The implementation of cheap, standardised online services will be a boon to the corporations who receive the tender, and of benefit to the self-protection of the government departments in question, since they will be able to demonstrate ‘on paper’ (so to speak) that they have enhanced efficiency in service-dellivery. We can reasonably predict, however, that the mental health of the suffering will further deteriorate, and that a profession in crisis will continue its slide into irrelevance. After all, why spend several years training as a chef only in order to flip burgers at a fast-food joint? Moreover, the political implications of this tendency remain to be grasped. Psychologists in the UK (and elsewhere) face the prospect of their services being cut. In Australia, mental health is being gradually hollowed out from the inside, and not only by conservatives. When the austerity cuts eventually arrive, there may be little remaining for practitioners to fight to preserve.

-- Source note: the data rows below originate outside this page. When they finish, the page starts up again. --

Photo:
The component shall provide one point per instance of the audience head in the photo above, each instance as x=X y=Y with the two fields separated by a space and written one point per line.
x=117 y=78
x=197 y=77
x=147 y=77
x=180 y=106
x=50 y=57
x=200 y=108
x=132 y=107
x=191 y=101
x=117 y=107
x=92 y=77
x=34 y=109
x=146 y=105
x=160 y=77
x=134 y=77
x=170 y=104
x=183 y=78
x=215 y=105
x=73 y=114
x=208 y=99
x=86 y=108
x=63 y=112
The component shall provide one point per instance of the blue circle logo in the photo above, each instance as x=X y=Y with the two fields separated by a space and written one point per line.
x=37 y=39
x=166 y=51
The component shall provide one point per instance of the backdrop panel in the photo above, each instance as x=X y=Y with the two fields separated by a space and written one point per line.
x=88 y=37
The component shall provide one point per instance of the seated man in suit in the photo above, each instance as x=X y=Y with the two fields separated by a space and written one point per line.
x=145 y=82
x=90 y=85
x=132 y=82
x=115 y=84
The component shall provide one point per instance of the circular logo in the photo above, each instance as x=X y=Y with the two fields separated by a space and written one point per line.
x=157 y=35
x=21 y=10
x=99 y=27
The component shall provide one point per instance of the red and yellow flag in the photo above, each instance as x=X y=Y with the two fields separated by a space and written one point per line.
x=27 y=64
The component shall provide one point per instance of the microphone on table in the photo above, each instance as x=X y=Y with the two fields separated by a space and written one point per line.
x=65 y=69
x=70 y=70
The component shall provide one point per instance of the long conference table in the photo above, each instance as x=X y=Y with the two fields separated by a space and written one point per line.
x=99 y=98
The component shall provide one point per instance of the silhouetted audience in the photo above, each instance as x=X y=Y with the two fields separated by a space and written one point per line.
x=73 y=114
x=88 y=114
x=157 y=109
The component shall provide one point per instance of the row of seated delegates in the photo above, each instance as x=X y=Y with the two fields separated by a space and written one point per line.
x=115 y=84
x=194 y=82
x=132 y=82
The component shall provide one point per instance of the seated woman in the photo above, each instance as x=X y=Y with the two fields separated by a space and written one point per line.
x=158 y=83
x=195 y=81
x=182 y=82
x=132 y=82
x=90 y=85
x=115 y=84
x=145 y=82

On the other hand, since standardised measures will not do much to address what is lacking, these arrangements driven by numerical efficiency will make psychoanalysis all the more relevant, since an analysis will be one of the few remaining means of obtaining a non-bureaucratic treatment of any sort. The choice for the suffering will be one of online anonymity or subjective implication. The choice for psy-practitioners is one of being ‘scientist-practitioners’ (i.e. the burger-flippers of administered mental health) or subjects of transference, that is, subjects supposed to know.